33C3  Dreaming Machines - Pica_soO
https://www.youtube.com/watch?v=u7aB2khRKWY
======
Pica_soO
The yearly cross-neuro-science stroll of yoscha.

Artificial Intelligence provides a conceptual framework to understand mind and
universe in new ways, clearing the obstacles that hindered the progress of
philosophy and psychology. Let us see how AI can help us to understand how our
minds create the experience of a universe.
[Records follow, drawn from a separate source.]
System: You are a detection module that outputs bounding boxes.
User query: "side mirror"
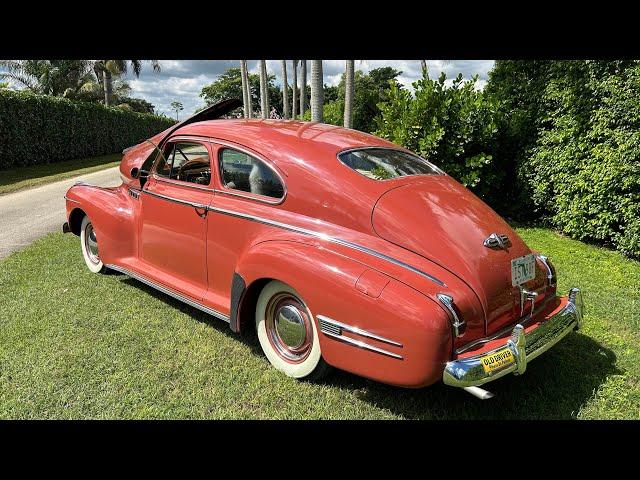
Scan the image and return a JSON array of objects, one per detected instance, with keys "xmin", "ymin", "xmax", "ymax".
[{"xmin": 131, "ymin": 167, "xmax": 149, "ymax": 188}]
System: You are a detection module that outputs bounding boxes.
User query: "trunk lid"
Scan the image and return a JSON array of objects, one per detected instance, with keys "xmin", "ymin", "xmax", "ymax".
[{"xmin": 372, "ymin": 175, "xmax": 544, "ymax": 334}]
Unlike the machine learning systems of the past, minds are not just
classifiers or policy optimizers. Minds are not accumulators of knowledge
about the world. Minds are generative systems: they actively produce the world
that we subjectively experience. Ordinary day-time experiences are in fact
dreams constrained by sensory data. This simple insight of contemporary
cognitive science turns realist notions of embodiment on their head. The idea
of the brain as a dreaming machine opens a way to understand the nature of our
experiences.

This is the proposed fourth installment of a series of presentations about
using AI perspectives to understand minds and their relationship to the
universe. "How to build a mind" (30c3) suggested specifications for an
architecture of cognition; "From computation to consciousness" (31c3) explored
the mind's computational foundations; "Computational metapsychology" (32c3)
discussed the individual and social construction of meaning. "Machine dreams"
sketches how the computational machinery of our brains leads to our experience
a subjective world. We will look at the conductor theory of consciousness,
some of the mental structures contributing to our models of self and world,
and the unreasonable effectiveness of neural processes in modeling physics.